Keduanya berjalan melewati pohon di mana Hay Hay bersembunyi dan tiba-tiba Hay Hay keluar dari balik pohon dan sejak tadi dia memang telah mengerahkan kekuatan sihirnya.
"Ssttt...!"
Dua orang itu terkejut dan cepat membalikkan tubuh mereka. Mereka memandang terbelalak dan nampak bingung. Hay Hay tadi sudah mengintai ke arah gardu di depan pintu gerbang di mana berkumpul para anak buah Ho-han-pang dan melihat seorang diantara mereka yang agaknya menjadi pimpinan dan disebut Ciong toa-ko.
"Hemm, kenapa kalian bengong? Apakah tidak mengenal lagi pemimpinmu, aku orang she Ciong ini?"
"Ahh, Ciong toa-ko!"
Kata yang tinggi kurus.
"Ciong-toa-ko mengejutkan kami saja!"
Kata orang ke dua yang perutnya agak gendut.
"Kalau meronda baik-baik, jangan melamun,"
Kata Hay Hay yang telah berhasil membuat dua orang itu melihat dia sebagai "Ciong toa-ko".
"Kalian tahu bukan? Bahwa pang-cu kita telah menawan tiga orang gadis yang lihai sekali?"
Tentu saja ucapan ini dikeluarkan sesuai dengan apa yang baru saja didengarnya dari percakapan mereka. Dua orang itu mengangguk-angguk.
"Kalian tahu di mana tiga orang tawanan kita itu dikurung, bukan?"
"Tahu, toa-ko. Di kamar tahanan bawah tanah..."
"Bagus! Akan tetapi tutup mulutmu dan jangan ceritakan hal ini kepada siapapun juga. Hati-hati kalau terdengar pihak musuh."
Kata Hay Hay.
"Tidak mungkin, toa-ko. Pula, lorong bawah tanah itu selain rahasia juga dijaga ketat oleh para pembantu utama pangcu. Siapa yang akan mampu masuk ke sana?"
"Hemm, bagaimanapun juga, kalian yang berjaga di luar harus hati-hati. Tahukah kalian di mana sekarang pangcu berada?" .
"Tadi kami melihat pang-cu pergi ke puncak bukit kecil itu, mungkin pergi ke taman kesayangannya."
Seorang dari mereka menunjuk ke arah bukit kecil yang menjulang di tengah perkampungan itu. Bukan bukit, hanya merupakan bagian yang lebih tinggi saja dan di bawah gundukan itulah tahanan bawah tanah itu dibuat.
"Sudah, lanjutkan perondaanmu!"
Katanya dan diam-diam dia mengerahkan kekuatan sihirnya untuk membuat mereka berdua itu melupakan pertemuan ini. Setelah mereka pergi diapun meloncati pagar dinding itu dan memasuki daerah perkampungan Ho-han-pang. Dia merasa lega bahwa dia telah memperoleh keterangan yang amat diharapkan, yaitu tempat di mana Mayang ditahan. Dia yakin bahwa di antara tiga orang wanita tawanan mereka. Dan dia tahu pula di mana adanya sang ketua yang menawan Mayang dan mengundangnya. Untuk mencoba menolong Mayang bukan hal mudah. Mayang ditahan di dalam tempat tahanan di bawah tanah, dan dijaga ketat oleh para pembantu utama Ho-han-pang. Sebaliknya sang ketua berada di gundukan tanah seperti bukit kecil itu, dan mungkin berada di taman kesayangannya di sana.

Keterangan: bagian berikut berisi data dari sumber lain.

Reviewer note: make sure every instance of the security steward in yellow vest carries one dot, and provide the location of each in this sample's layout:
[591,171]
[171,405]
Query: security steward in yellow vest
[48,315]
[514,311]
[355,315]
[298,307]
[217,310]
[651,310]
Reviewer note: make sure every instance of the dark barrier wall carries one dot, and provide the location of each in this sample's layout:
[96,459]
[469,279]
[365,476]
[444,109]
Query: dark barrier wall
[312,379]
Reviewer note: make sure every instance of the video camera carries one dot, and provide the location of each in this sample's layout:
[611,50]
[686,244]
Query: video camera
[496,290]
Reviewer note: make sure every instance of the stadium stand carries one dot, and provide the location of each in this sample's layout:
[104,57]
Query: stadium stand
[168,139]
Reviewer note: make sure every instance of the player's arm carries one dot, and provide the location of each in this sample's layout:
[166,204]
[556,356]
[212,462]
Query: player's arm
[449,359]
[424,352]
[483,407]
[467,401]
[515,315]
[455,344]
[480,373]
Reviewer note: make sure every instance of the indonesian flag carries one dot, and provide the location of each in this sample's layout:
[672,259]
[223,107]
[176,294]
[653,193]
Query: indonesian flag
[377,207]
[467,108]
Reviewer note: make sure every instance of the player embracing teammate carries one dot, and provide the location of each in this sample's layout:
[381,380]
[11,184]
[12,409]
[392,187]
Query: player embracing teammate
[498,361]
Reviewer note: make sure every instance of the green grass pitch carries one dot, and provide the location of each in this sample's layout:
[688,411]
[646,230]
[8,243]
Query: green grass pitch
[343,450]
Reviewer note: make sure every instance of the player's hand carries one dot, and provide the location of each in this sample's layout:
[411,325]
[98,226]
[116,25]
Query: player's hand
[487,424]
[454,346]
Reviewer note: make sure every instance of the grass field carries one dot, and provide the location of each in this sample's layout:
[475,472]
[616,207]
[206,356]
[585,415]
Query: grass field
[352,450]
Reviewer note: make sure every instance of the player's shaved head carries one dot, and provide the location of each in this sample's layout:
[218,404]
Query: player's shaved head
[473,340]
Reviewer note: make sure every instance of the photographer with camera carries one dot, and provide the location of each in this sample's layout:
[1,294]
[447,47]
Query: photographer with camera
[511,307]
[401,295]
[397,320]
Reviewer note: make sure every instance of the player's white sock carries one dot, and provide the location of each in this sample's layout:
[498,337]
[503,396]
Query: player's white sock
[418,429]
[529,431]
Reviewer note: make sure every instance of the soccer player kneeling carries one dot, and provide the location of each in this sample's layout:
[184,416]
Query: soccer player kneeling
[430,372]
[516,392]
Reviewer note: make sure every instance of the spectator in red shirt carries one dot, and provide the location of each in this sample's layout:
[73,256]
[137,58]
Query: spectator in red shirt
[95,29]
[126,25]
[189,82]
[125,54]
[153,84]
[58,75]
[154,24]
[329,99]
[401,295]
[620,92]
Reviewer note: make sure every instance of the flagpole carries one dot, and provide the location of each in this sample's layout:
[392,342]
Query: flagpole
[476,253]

Mungkin seorang diri. Adalah lebih mudah untuk menemui ketua itu dan kalau perlu menangkapnya, memaksanya membebaskan Mayang, daripada menghadapi semua anak buah Ho-han-pang dan dikeroyok banyak orang sebelum senlpat membebaskan Mayang. Dengan kecepatan gerakannya yang ringan, Hay Hay menyusup-nyusup di antara pohon-pohon dan rumah-rumah perkampungan Ho-han-pang. Dua kali dia kepergok orang, akan tetapi dengan cepat dia menggunakan ilmu sihirnya, dan dua kali dia dapat lolos dari perhatian orang-orang itu yang percaya bahwa yang mereka lihat itu hanya bayangan saja. Akhirnya, dengan jantung berdebar tegang Hay Hay lari naik mendaki gundukan tanah seperti bukit kecil yang berada di tengah perkampungan itu. Sebuah bukit kecil yang di puncaknya dijadikan sebuah taman bunga yang indah oleh ketua Ho-han-pang!
Sementara itu, siang tadi di kota raja terjadi hal lain yang menarik hati. Seorang pemuda berusia dua puluh tiga tahun, berpakaian sederhana seperti seorang pelajar, berwajah tampan dengan muka bulat putih dan alis tebal, mata agak sipit, memasuki rumah penginapan Pak-hai-koan. Dia menggendong sebuah buntalan kuning dan gerak-geriknya halus dan tenang. Tidak nampak tanda bahwa dia seorang pemuda luar biasa, kecuali bahwa sepasang mata yang agak sipit itu mempunyai sinar cemerlang dan kadang-kadang tajam bukan main. Pemuda ini bertubuh sedang namun tegap dan dia adalah Pek Han Siong, pemuda yang di waktu kecilnya disebut Sin-tong (Anak Ajaib) dan dikejar-kejar oleh para pendeta Lama untuk dijadikan Dalai Lama! Seperti kita ketahui, akhirnya Han Siong dengan bantuan Hay Hay, mampu membebaskan diri dari pengejaran para pendeta Lama,
Bahkan telah bertemu dengan Wakil Dalai Lama yang menyatakan bahwa para pendeta tidak lagi menganggap Han Siong sebagai calon Dalai Lama. Bahkan Han Siong sempat pula ikut "menjodohkan"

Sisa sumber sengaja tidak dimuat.